This is a CISC proessor, and we have the UDS and LDS signal for transferring upper or lower byte o fthe 16-bit words. Address strobe (AS) signal is used to show that the address is valid.


The 68000 is asyncronous, meaning that it attempts to control the memory device, and sit there until we receive DTACK (data transfer acknowledge) or BERR (bus error).


Internally, there are many registers. The data registers are like accumulators used for arithmetic operations. An example instruction:

add.w d1, d0

This adds the word in registers D1 and D0 and stores it in D0.

The address regsiters are like index registers, this is what we use to implement pointers. They could be 16 or 32 bits. A7 is the stack pointer (this is used for push/pull operations) and points to some area in the stack. This requires initialization.

CCR is the register used for carrying data.

LDS and UDS Signals

Eventhough the 68000 has 16 bit bus for memory, it might not transfer all 16 bits at once. Every 8 byte has its own address from programmer’s point of view. If I want to write/read a byte from location with even numbered address, then we need to use the upper 8 bits of the data bus, with UDS asserted. Same thing with odd numbered addresses except with lower 8 bits of the data bus and LDS assert 0.

If we’re reading/writing a 16 bit word, then upper and lower 8 bits of the data bus are memory, and both UDS and LDS is asserted 0.

For a long word (32 bits), two back-to-back transfers will be done.


This processor will not work if the words or long words are not aligned. If we tried to transfer a word to odd address, then one byte will be in one word address. But the other half will be in a different word address.
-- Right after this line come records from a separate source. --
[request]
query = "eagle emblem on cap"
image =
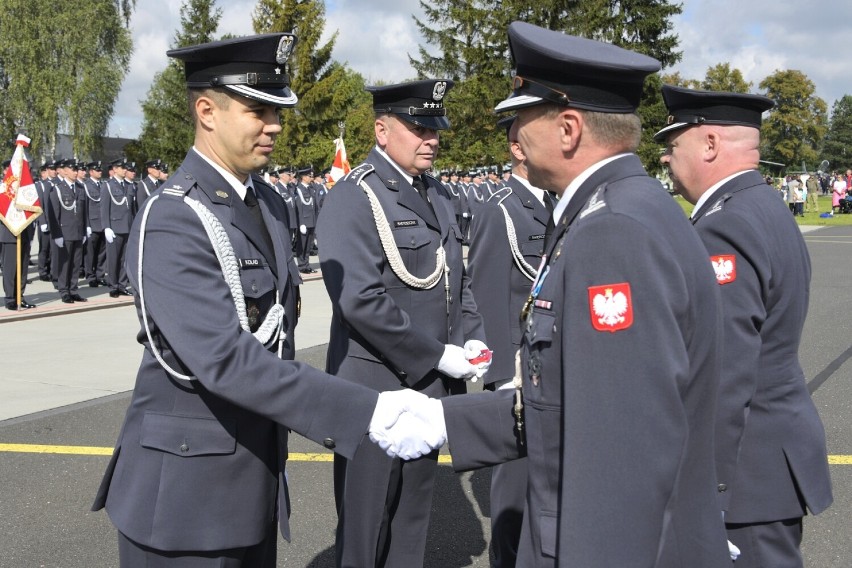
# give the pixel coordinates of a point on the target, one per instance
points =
(611, 307)
(285, 48)
(439, 90)
(725, 267)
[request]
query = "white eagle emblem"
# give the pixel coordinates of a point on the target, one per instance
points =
(725, 268)
(610, 308)
(285, 48)
(439, 91)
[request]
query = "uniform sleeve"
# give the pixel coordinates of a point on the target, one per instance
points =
(489, 265)
(730, 238)
(190, 305)
(353, 262)
(624, 425)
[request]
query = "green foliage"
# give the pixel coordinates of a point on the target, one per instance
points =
(167, 129)
(328, 91)
(797, 124)
(65, 76)
(839, 136)
(469, 44)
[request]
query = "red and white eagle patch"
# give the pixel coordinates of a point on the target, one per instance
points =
(610, 306)
(725, 266)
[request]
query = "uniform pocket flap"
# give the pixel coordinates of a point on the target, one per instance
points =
(188, 436)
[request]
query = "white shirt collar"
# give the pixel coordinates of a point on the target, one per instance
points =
(238, 186)
(576, 183)
(706, 195)
(538, 193)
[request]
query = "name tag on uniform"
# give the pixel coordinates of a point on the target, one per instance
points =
(247, 263)
(406, 223)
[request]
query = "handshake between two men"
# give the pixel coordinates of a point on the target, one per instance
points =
(408, 424)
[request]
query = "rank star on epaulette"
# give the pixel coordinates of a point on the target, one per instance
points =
(725, 267)
(611, 307)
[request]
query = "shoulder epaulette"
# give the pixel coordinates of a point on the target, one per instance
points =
(596, 202)
(357, 173)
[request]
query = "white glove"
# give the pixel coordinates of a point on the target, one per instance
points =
(733, 550)
(396, 431)
(454, 364)
(474, 349)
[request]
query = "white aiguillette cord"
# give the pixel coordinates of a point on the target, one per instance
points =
(272, 326)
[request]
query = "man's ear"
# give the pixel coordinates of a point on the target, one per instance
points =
(205, 108)
(571, 127)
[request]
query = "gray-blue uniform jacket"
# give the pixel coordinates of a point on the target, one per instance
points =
(770, 442)
(620, 363)
(499, 287)
(198, 464)
(67, 212)
(117, 206)
(94, 193)
(384, 333)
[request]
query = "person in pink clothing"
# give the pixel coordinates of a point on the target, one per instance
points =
(838, 192)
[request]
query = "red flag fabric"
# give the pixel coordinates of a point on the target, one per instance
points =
(340, 166)
(19, 202)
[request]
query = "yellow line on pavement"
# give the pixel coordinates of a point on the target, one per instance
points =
(101, 451)
(294, 456)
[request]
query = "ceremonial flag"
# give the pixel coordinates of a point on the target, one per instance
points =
(19, 203)
(340, 166)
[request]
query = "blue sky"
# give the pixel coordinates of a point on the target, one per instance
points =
(375, 37)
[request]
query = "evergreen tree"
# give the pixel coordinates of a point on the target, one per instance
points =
(61, 66)
(329, 93)
(796, 126)
(470, 39)
(837, 147)
(167, 129)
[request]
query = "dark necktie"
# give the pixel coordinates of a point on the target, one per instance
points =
(548, 230)
(420, 185)
(251, 202)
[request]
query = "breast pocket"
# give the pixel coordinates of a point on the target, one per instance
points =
(416, 250)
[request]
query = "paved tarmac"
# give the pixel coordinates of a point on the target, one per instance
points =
(64, 387)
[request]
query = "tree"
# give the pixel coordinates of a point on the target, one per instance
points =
(167, 129)
(837, 147)
(472, 48)
(722, 78)
(328, 91)
(66, 76)
(796, 126)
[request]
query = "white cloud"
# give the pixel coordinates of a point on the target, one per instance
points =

This is why the 68000 processor doesn’t have the A0 pin.

Example Data Transfer

move.b	d0,$0

This moves a byte from regsiter D0 to address 0. Since 0 is even, it will be transfered using upper 8 bit of the bus, UDS asserted 0. Word address output 0.

move.b	d0,$1

LDS asserted 0. Address output 0.

move.b	d0,$2

Same as first one, except word address output is 1.

move.b D0,$FF

This is an odd address, so they’re transfered using lower 8 bits (D0-D7), and LDS asserted 0.

move.w d0,$0

Both LDS and UDS asserted 0. Data are transfered over both half of the data bus. Output word address 0.

move.w	d0,$2

Same as previous operation, except output word address is 1.

move.w 	d0,$3

:warning: this is an illegal operation becase we cannot transfer a word over an odd address.

move.l	d0,$0

Both UDS and LDS asserts 0, full data bus used for transfer and output word address 0. Then it increments the word address and does another transfer, and then output word addrses 1.

move.l	d0,$1

:warning: fail.

Memory System Architecture


Memory Organization

Since there are 24-bit address. We can go up to FF FFFF or 16 megabytes.


All CPUs reserve memory space for special boot vectors and exception vector. This is up to the designer and in this case, it goes from 00 0000 to 00 03FF.

Case Study: LPC2294 ARM 32-bit RISC CPU


This is a modern RISC processor, but the data interface is mostly the same. This processor however does not have A0 or A1 line, because byte 0, 1, 2, 3 share the same long-word address and so on.

Dynamic bus sizing involves the processor not assuming the width of the memory being accessed. It involves an active communication between memory and processor. If the width mismatches, then the processor then breaks the data down and does multiple transfers.